The objects of such stories – Lewinsky, Clinton, the Boston bombers – have no control over the coverage. That includes U.S. filmmaker Woody Allen. In 1992, he found himself in the midst of a Mediathon when he separated from his long-time partner Mia Farrow and his relationship with Farrow’s adopted daughter Soon-Yi Previn was disclosed. «I was on the cover of every magazine, and magazines all over the world,» Woody Allen told the New York Times Magazine. He was extremely vexed to suddenly find himself the star of a Mediathon. «I couldn’t believe the amount of interest and size of it. From where I sat, a non-event had spawned a multimillion-dollar business. Newspapers and magazines were set in motion, television shows and even books. Lawyers were engaged, detectives were engaged, psychologists, the judiciary. It was much bigger than anything I had experienced in show business, including the opening of a movie and the Academy Awards.»

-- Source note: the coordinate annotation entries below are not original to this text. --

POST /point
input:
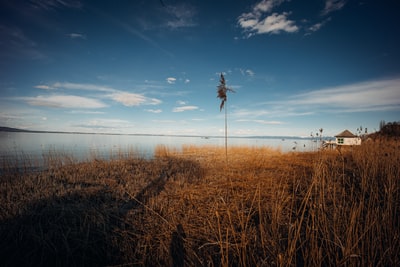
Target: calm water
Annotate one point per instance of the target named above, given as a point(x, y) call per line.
point(89, 146)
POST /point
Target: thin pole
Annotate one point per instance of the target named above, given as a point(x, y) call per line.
point(226, 133)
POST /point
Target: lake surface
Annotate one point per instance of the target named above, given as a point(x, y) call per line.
point(89, 146)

It was no laughing matter. «But I found it ironically funny. And I understood why the media were so interested,» Allen said. «In my case, and in these other cases as well, there was a juiciness to the story. Mine had a particularly entertaining quality to it.»

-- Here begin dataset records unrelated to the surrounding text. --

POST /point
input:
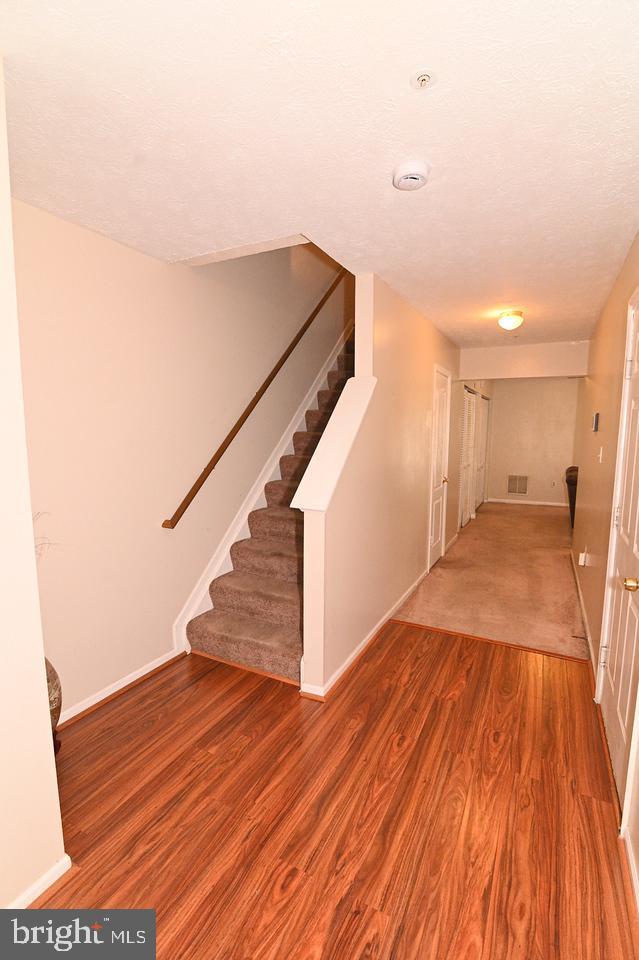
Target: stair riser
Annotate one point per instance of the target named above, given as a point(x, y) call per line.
point(336, 380)
point(272, 610)
point(217, 645)
point(274, 566)
point(346, 363)
point(327, 399)
point(269, 528)
point(278, 495)
point(316, 420)
point(292, 468)
point(304, 443)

Mediathons are often criticized, especially because speed matters more than facts. The reporting is often riddled with half-truths, exaggerations and fiction – quite intentionally. «The public is even more fond of entertainment than it is of information,» said publisher William Randolph Hearst during the Lindbergh trial. Woody Allen puts it in a nutshell: «When the audience is given the choice, they choose the junk. And so the media are always going to give them the junk.»

Every Mediathon comes to an end, every story loses its appeal, but the public and the media crave their next thrill. «Drama is addictive,» Rich wrote. «This addiction afflicts not only consumers of our Mediathons but also those of us who write about them.» In other words: journalists.